There's a little caveat we need to pay attention to here. The reader
object is only available in the driver program (in my case, a Jupyter Lab interface). The UDF get_ip_info
is processed on multiple worker nodes where the reader
object is required.
We can solve this issue by "broadcasting" the SerializableReader
object to all the workers. Here's how we can do that.
reader_broadcast = spark.sparkContext.broadcast(SerializableReader("path/to/GeoLite2-City.mmdb")
def get_ip_info(ip):
reader = reader_broadcast.value.get_reader()
response = reader.city(ip)
return (
response.traits.is_anonymous_proxy,
response.traits.is_satellite_provider,
response.traits.is_hosting_provider,
response.postal.code,
...
)
What's happening here is that a copy of an object of SerializableReader
is being sent to all the worker nodes. The line reader_broadcast.value.get_reader()

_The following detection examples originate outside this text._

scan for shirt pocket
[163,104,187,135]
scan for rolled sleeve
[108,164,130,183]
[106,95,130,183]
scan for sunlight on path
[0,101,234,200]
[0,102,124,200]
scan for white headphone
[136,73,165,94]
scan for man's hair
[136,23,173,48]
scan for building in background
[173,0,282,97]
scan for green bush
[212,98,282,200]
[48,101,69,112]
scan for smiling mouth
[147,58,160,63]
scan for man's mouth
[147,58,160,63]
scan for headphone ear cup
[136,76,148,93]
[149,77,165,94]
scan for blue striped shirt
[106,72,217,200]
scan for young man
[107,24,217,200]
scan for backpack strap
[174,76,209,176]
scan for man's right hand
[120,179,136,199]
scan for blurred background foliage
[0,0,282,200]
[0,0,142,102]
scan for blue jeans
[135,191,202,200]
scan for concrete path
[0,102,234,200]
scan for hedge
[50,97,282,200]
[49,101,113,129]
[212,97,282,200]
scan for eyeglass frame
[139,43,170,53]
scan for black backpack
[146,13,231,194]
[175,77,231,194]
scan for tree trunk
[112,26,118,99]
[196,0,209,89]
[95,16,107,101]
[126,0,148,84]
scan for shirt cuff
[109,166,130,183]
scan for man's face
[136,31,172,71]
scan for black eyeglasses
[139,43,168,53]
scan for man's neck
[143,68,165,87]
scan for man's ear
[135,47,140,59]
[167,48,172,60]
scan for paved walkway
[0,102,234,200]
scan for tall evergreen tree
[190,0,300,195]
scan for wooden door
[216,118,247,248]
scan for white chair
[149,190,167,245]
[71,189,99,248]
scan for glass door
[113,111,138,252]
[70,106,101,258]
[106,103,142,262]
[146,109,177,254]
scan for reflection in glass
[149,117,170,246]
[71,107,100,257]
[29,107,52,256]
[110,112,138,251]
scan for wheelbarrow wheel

accesses the object in the worker node where the UDF is being executed in.
The reader
object is created only if it has not already been created in the SerializableReader
object in that worker.
Here's the full code for reference.
import geoip2
from pyspark.sql.functions import udf
from pyspark.sql.types import (
StructType,
StructField,
StringType,
...
)
from pyspark.sql import SparkSession
spark = SparkSession.builder \
.appName("maxmind-warc") \
.getOrCreate()
warciphost_df = ...
class SerializableReader:
def __init__(self, db_path):
self.db_path = db_path
self.reader = None
def __getstate__(self):
return {'db_path': self.db_path}
def __setstate__(self, state):
self.db_path = state['db_path']
self.reader = None
def get_reader(self):
if self.reader is None:
self.reader = geoip2.database.Reader(self.db_path)
return self.reader
reader_broadcast = spark.sparkContext.broadcast(SerializableReader("path/to/GeoLite2-City.mmdb")
ip_info_schema = StructType([
StructField("is_anonymous_proxy", BooleanType(), True),
StructField("is_satellite_provider", BooleanType(), True),
StructField("is_hosting_provider", BooleanType(), True),
...
])
def get_ip_info(ip):
reader = reader_broadcast.value.get_reader()
response = reader.city(ip)
return (
response.traits.is_anonymous_proxy,
response.traits.is_satellite_provider,
response.traits.is_hosting_provider,
...
)
get_ip_info_udf = udf(get_ip_info, ip_info_schema)
result_df = warciphost_df.withColumn("ip_info", get_ip_info_udf("ip"))
final_df = result_df.select("ip", "ip_info.*")
Phew! That was a lot to digest. Let's look at where the IPs in the WARC files come from.
Some Visualizations!
I have run this on a random sample of 10 WARC files taken from the July 2024 Common-Crawl dump while enriching it with the MaxMind database (20 August 2024 version).
Here are some plots showcasing the same.
Conclusion
That brings us to the end of this blog. We glanced at how tasks are distributed in Spark and sent to the worker nodes. We saw how and why serializability issues can pop up in Spark and solved them by implementing a custom wrapper class around the un-serializable object in our code. This serializable object was then broadcasted to the worker nodes to be accessible in the serialized code run on them.
We then concluded with some statistics on the IPs' distribution in a sample of processed WARC files.